Splitting field of $x^3+x+1$ over $\mathbb{F}_2$ and the Galois group

Question

I'm trying to find the splitting field $\Sigma$ of $f(x)=x^3+x+1$ over $\mathbb{F}_2$ and determine $\text{Gal}(\Sigma/\mathbb{F}_2)$. Please check if my reasoning is correct.

Since $f$ is an irreducible polynomial of degree 3 over $\mathbb{F}_2$, $\Sigma$ is isomorphic to $\mathbb{F}_{2^3}$. Since $\text{Gal}(\mathbb{F}_{p^n}/\mathbb{F}_{p})$ is cyclic of order $n$, $\text{Gal}(\Sigma/\mathbb{F}_{2})$ is cyclic of order $3$, and we're done?

And I'm not sure how to express all three roots of $f$ in terms of one of its roots, $\alpha$. $f$ is separable over $\mathbb{F}_2$, as $f$ has a term $x$ whose exponent is not a multiple of 2. So $f$ must have 3 distinct roots.

If $\alpha$ is a root, then dividing $x^3+x+1$ by $x-\alpha$ gives $x^2+\alpha x + (1+\alpha^2)$, but I'm not sure how to find the other two roots from this.

Answer 1

HINT: Do you know the generator $\sigma$ of the Galois group? If so, what are $\sigma(\alpha)$ and $\sigma^2(\alpha)$?

Answer 2

observe that $0 = (\alpha^3 + \alpha + 1)^2 = (\alpha^2)^3 + \alpha^2 + 1$, so if $\alpha$ is a root of the polynomial f, then so is $\alpha^2$.

In addition, you may now show that $\alpha^2+\alpha$ is the third required root, so all 3 roots lie in $\mathbb{F}_2(\alpha)=\mathbb F_2[x]/(f(x))$.

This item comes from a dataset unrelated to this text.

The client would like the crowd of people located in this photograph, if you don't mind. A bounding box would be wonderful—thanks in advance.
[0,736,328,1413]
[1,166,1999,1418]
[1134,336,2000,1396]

It might be worth mentioning that in general in a field of characteristic p, if $\alpha$ is a root of $f(x)$, then so is $\alpha^{p}$, and so forth (here $\alpha^4=\alpha^2+\alpha$ is a root of f over the field with two elements with no need to actually factorise f).